March 9, 2012
BANGKOK (AFP) - A fire at a major tourist hotel in Bangkok killed one foreigner and injured about 20 others, as rescue workers used cranes to pluck guests from the smoke-filled building, officials said Friday.
Firefighters rushed to the scene after the blaze broke out in a function room at the 221-room Grand Park Avenue Hotel off the Sukhumvit Road in the Thai capital on Thursday evening.
"A female foreign tourist died from suffocation," said Suvinai Busrakamwongs, director of the Kluay Nam Thai hospital.
The victim's nationality was unknown because she had no identification and nobody came forward to identify her, he said.
"Another male Western tourist is in intensive care," Suvinai added.
The man was unconscious and his condition was worsening, the hospital said.
Several foreigners wearing oxygen masks were seen being carried out of the hotel on stretchers late Thursday as crowds gathered to watch the blaze in a popular tourist district of the city.
Emergency services said about 20 people suffered smoke inhalation in the fire, which was later extinguished.
"People used flashlights to show us where they were," volunteer rescue worker Surapon Poonkate of the Poh Teck Tung Foundation told AFP.
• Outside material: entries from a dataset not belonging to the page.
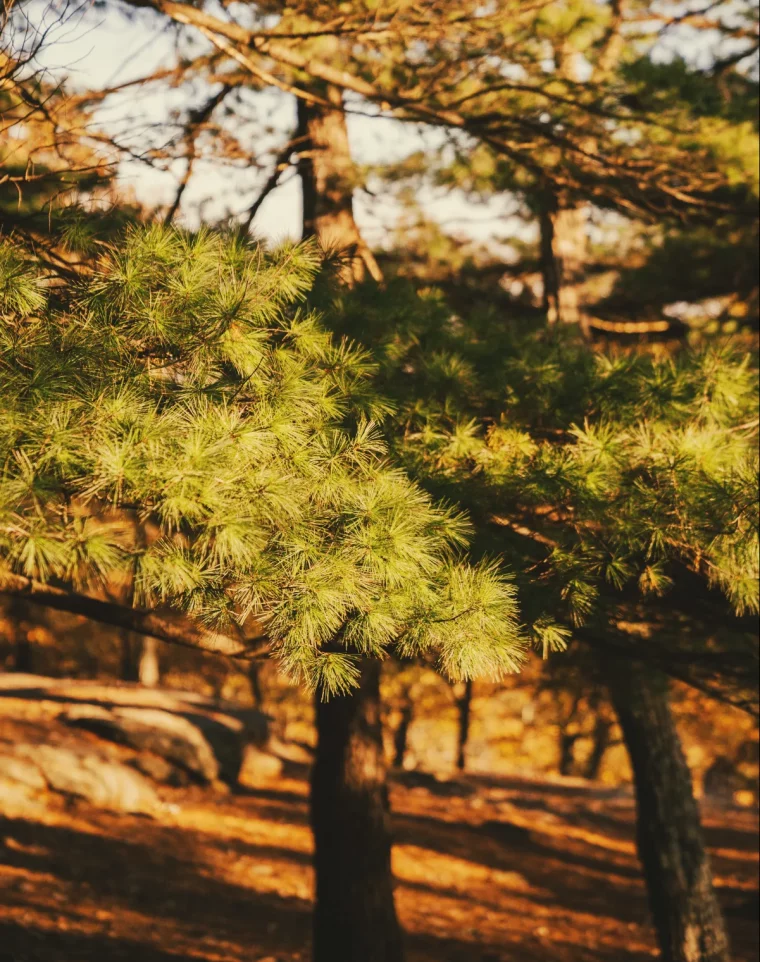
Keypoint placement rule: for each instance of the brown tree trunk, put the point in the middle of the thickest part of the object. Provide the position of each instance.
(22, 648)
(401, 735)
(149, 671)
(601, 736)
(564, 254)
(327, 175)
(464, 706)
(676, 865)
(355, 915)
(254, 677)
(129, 670)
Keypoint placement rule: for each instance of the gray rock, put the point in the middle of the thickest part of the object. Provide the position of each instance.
(21, 770)
(258, 767)
(153, 730)
(87, 775)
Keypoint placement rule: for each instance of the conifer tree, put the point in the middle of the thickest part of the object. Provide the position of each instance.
(179, 416)
(625, 484)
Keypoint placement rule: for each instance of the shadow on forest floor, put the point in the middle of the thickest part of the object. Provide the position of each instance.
(485, 875)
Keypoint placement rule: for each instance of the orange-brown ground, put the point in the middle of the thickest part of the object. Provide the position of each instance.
(488, 872)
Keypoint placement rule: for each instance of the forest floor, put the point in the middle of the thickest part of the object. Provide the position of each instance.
(488, 871)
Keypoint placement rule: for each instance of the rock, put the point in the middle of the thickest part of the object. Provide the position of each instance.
(191, 732)
(258, 767)
(159, 770)
(87, 775)
(225, 735)
(153, 730)
(721, 780)
(290, 751)
(21, 771)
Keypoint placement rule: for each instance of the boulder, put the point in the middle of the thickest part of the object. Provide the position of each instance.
(153, 730)
(89, 776)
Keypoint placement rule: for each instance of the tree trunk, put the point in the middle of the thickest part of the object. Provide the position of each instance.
(149, 671)
(130, 668)
(327, 176)
(567, 752)
(676, 865)
(22, 648)
(254, 677)
(401, 735)
(563, 263)
(464, 705)
(355, 915)
(602, 730)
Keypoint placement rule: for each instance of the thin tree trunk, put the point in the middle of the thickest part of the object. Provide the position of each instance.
(254, 677)
(464, 706)
(401, 735)
(327, 175)
(671, 847)
(567, 752)
(355, 916)
(564, 256)
(149, 671)
(129, 661)
(22, 653)
(602, 730)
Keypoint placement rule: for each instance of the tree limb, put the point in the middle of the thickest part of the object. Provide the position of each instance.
(165, 626)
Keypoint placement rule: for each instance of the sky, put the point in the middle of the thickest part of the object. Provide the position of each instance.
(103, 48)
(100, 47)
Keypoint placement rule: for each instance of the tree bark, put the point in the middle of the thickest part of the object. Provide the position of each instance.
(327, 176)
(564, 256)
(149, 671)
(601, 736)
(129, 661)
(464, 706)
(671, 847)
(401, 735)
(355, 916)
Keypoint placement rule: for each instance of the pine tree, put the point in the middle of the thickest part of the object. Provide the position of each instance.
(180, 417)
(625, 486)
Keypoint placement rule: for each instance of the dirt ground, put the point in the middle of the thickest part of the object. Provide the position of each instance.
(488, 871)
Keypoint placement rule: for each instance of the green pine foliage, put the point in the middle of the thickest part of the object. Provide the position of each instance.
(602, 477)
(182, 417)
"Most of the guests ran up to the top of the building but we couldn't reach them there. The crane could go only up to the 6th and 7th floors. So we moved them out through those two floors," he said.
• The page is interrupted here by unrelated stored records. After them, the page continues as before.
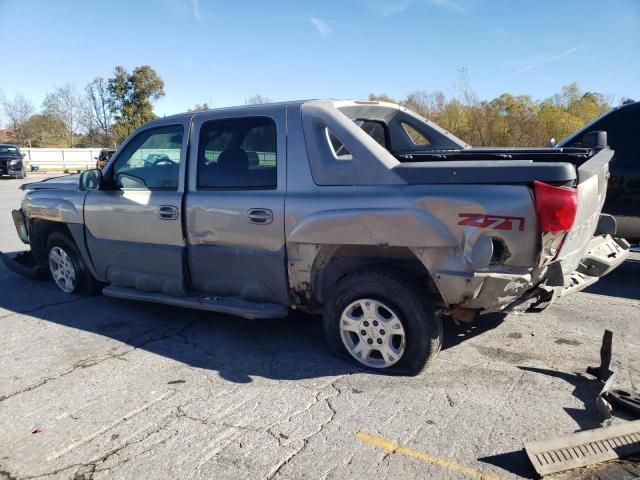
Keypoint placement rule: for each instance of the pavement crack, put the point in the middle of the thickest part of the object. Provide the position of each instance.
(91, 362)
(321, 427)
(86, 470)
(5, 474)
(46, 305)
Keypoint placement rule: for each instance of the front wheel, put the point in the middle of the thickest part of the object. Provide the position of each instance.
(380, 320)
(67, 267)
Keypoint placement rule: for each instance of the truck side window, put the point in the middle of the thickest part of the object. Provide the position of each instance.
(238, 153)
(151, 160)
(416, 137)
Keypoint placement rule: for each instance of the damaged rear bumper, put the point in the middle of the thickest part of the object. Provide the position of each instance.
(537, 288)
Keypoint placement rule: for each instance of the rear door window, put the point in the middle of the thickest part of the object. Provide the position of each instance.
(238, 153)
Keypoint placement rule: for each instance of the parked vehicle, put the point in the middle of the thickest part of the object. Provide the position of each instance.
(103, 157)
(332, 206)
(11, 161)
(622, 125)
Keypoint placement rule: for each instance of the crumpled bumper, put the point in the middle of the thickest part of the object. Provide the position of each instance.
(537, 288)
(604, 254)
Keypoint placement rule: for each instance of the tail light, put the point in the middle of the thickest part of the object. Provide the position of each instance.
(556, 207)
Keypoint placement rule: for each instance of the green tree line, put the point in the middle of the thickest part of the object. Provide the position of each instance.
(103, 114)
(107, 110)
(507, 120)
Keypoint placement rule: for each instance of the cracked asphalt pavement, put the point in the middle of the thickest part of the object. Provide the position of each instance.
(119, 389)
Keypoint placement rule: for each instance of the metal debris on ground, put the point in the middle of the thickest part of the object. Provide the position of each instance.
(581, 449)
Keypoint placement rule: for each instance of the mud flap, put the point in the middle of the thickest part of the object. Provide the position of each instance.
(25, 264)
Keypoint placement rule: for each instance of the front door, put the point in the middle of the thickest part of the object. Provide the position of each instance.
(235, 205)
(134, 224)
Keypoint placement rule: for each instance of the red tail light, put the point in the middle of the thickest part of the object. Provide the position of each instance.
(556, 207)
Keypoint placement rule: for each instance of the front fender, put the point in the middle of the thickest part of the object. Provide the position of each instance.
(54, 207)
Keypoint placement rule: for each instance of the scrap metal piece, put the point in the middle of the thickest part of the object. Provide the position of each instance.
(624, 399)
(602, 404)
(584, 448)
(602, 372)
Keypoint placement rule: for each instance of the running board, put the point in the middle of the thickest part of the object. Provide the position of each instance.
(227, 305)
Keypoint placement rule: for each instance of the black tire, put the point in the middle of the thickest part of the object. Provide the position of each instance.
(414, 308)
(85, 283)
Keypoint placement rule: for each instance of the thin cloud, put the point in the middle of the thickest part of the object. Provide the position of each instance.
(323, 28)
(447, 4)
(390, 7)
(536, 61)
(195, 10)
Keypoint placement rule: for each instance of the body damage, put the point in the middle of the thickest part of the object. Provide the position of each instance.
(473, 246)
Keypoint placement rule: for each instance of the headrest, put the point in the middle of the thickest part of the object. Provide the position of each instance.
(234, 159)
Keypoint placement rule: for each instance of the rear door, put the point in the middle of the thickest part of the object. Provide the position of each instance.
(235, 205)
(133, 226)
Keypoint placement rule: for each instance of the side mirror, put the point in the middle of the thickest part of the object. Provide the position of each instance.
(90, 179)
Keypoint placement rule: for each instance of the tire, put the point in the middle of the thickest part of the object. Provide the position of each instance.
(67, 268)
(384, 298)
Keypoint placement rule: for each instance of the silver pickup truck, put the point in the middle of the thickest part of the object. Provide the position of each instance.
(362, 210)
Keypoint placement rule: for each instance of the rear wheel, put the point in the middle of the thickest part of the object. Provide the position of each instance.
(67, 267)
(379, 320)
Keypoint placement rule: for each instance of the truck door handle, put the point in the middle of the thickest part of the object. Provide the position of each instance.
(167, 212)
(262, 216)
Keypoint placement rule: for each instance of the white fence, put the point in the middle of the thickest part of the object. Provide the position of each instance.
(60, 159)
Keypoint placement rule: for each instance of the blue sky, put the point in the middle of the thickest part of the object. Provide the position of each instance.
(223, 52)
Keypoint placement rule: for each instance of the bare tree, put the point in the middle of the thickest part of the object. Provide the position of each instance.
(199, 108)
(65, 104)
(98, 105)
(257, 100)
(17, 111)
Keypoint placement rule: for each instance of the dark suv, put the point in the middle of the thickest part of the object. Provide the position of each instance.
(11, 161)
(622, 125)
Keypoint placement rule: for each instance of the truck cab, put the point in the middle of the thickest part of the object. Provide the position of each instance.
(361, 210)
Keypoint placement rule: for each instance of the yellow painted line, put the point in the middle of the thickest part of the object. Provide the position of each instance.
(450, 465)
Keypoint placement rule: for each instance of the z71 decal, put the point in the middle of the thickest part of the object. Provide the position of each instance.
(488, 220)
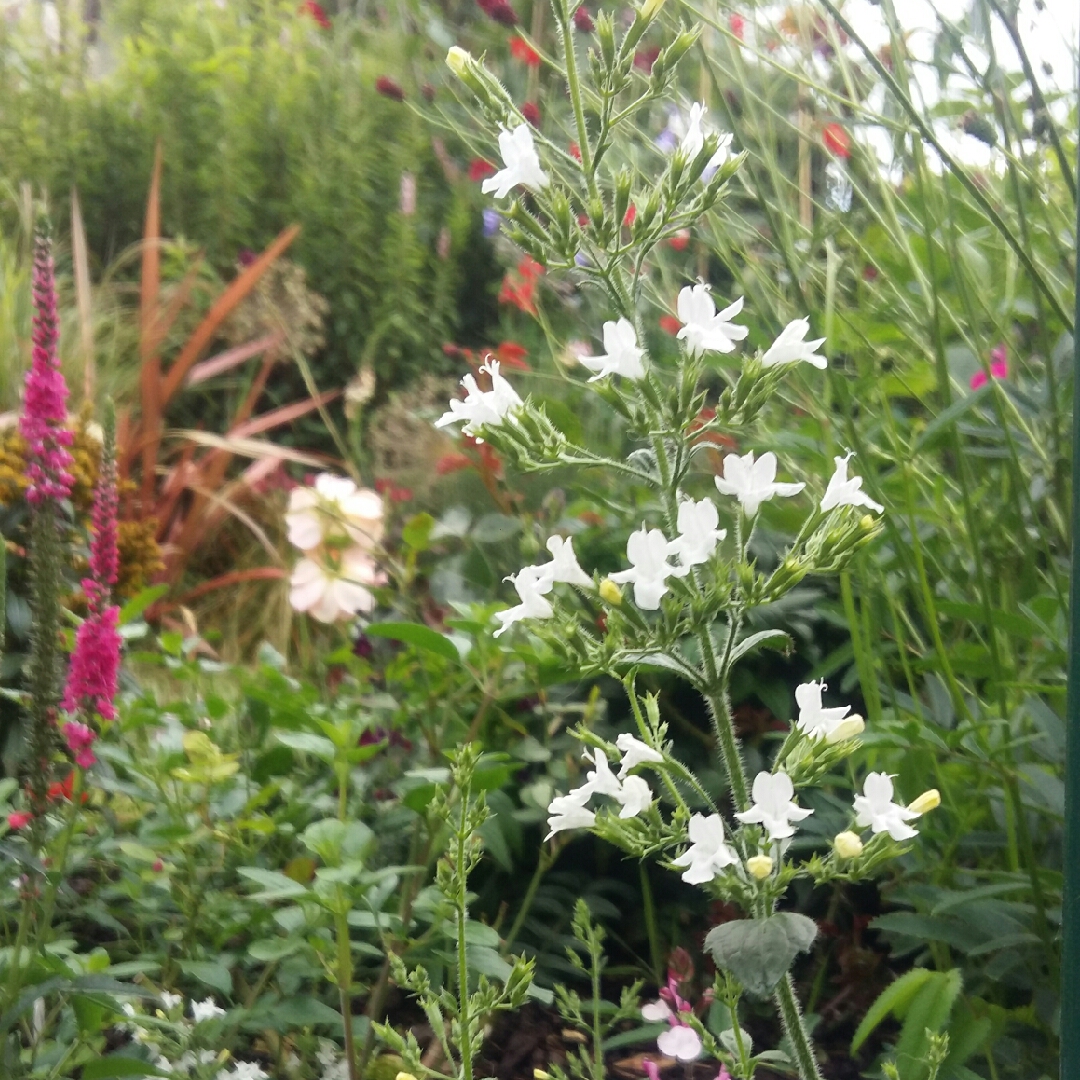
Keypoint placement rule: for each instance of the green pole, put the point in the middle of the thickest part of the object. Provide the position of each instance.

"After we took the people out, we searched through the floors, and found two foreigners, one woman and one man, unconscious on the 7th floor. So we took them down and sent them to hospital."
The injured included 14 Russians, one Briton, two Thais and one Japanese, according to the Bangkok city government's Erawan emergency centre. The nationalities of the others were unknown.
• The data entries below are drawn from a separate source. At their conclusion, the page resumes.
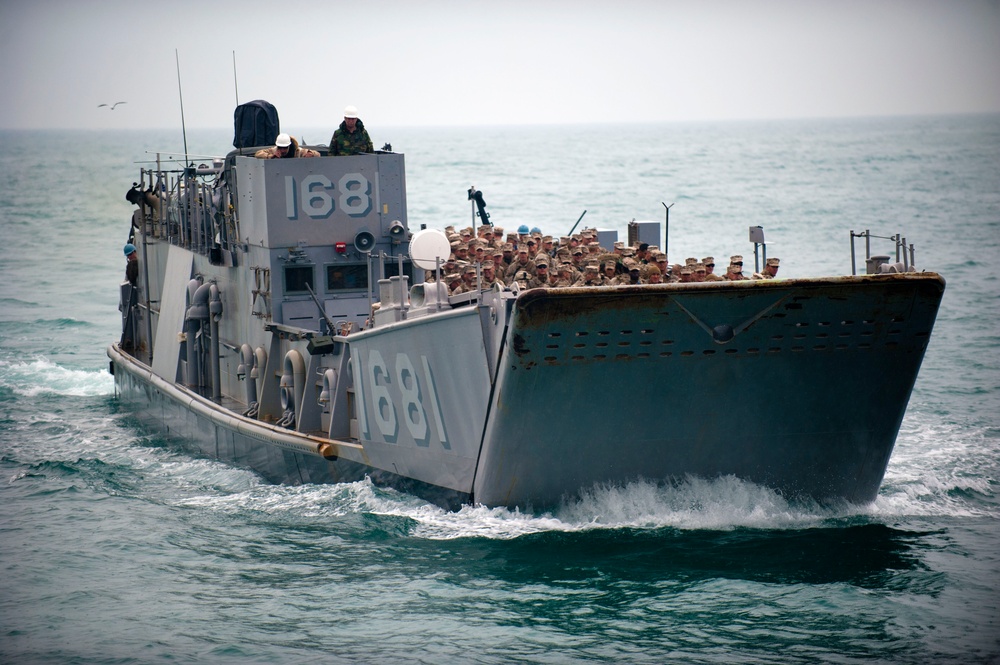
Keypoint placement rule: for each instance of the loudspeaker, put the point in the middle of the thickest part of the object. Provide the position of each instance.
(364, 241)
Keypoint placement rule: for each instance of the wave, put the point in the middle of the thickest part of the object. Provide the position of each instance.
(690, 504)
(44, 377)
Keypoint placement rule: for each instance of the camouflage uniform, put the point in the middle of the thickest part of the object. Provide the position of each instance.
(357, 142)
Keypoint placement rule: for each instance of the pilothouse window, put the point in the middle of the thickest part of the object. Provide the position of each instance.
(354, 277)
(296, 278)
(342, 277)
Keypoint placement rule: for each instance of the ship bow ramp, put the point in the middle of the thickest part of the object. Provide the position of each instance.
(799, 385)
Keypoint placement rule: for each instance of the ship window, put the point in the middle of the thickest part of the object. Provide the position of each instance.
(296, 278)
(347, 277)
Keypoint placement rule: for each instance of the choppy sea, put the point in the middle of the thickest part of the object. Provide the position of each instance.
(117, 548)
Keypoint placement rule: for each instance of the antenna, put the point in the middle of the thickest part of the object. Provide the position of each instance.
(181, 95)
(235, 84)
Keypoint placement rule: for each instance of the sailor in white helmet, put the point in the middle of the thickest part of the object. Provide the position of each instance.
(351, 138)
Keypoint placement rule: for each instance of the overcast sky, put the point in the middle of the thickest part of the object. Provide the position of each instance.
(427, 62)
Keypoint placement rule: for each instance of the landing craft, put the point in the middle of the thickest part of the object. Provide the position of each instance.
(282, 321)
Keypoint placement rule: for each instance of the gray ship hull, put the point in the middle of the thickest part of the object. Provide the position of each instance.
(799, 385)
(268, 327)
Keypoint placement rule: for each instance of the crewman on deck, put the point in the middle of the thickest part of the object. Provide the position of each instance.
(285, 147)
(770, 269)
(541, 276)
(351, 138)
(710, 275)
(132, 264)
(591, 276)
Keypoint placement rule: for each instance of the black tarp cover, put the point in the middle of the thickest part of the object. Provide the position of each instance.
(256, 124)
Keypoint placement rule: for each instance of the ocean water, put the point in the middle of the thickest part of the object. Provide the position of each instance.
(117, 548)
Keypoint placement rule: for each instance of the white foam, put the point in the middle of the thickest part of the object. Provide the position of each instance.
(41, 376)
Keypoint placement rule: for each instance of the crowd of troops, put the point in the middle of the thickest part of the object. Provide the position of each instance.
(531, 259)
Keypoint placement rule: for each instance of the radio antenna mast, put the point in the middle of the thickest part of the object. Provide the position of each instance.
(235, 84)
(181, 95)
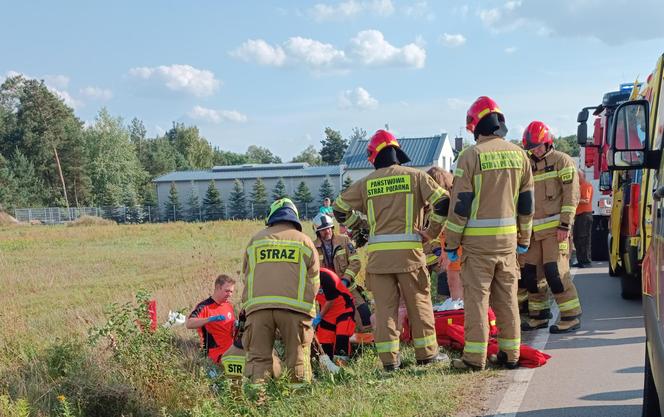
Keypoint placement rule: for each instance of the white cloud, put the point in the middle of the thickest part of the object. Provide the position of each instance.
(260, 52)
(452, 40)
(370, 48)
(96, 93)
(358, 98)
(350, 9)
(216, 116)
(180, 78)
(578, 18)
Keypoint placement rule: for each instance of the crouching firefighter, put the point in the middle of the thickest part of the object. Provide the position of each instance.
(393, 198)
(490, 216)
(556, 198)
(335, 323)
(281, 270)
(337, 253)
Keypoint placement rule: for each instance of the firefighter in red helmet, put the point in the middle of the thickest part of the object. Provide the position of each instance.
(556, 198)
(491, 213)
(393, 198)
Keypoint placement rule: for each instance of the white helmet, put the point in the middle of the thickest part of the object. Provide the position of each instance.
(322, 222)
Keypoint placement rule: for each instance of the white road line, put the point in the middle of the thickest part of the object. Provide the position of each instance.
(513, 397)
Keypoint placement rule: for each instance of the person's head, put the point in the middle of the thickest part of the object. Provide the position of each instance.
(537, 139)
(383, 150)
(224, 287)
(323, 226)
(485, 118)
(283, 210)
(442, 177)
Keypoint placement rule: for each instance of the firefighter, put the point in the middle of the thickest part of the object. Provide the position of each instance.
(491, 216)
(393, 198)
(281, 281)
(336, 252)
(556, 198)
(335, 323)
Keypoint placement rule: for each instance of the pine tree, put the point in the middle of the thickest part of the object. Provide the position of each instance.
(302, 199)
(173, 208)
(237, 202)
(326, 190)
(193, 204)
(347, 183)
(213, 207)
(259, 199)
(279, 190)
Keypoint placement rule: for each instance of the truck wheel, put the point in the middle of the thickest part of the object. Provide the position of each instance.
(650, 398)
(630, 287)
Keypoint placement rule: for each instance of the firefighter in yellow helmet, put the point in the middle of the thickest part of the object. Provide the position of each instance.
(491, 217)
(556, 198)
(281, 282)
(393, 198)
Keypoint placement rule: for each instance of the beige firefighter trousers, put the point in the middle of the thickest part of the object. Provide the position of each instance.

Of the injured, 10 were discharged from hospital and 11 were still receiving medical treatment.
Guests were moved to a nearby hotel as authorities investigated the cause of the incident.
Thailand is a tourist magnet but its image as the "Land of Smiles" has been tested in recent years by deadly political unrest, devastating floods and more recently a bungled bomb plot involving Iranian suspects.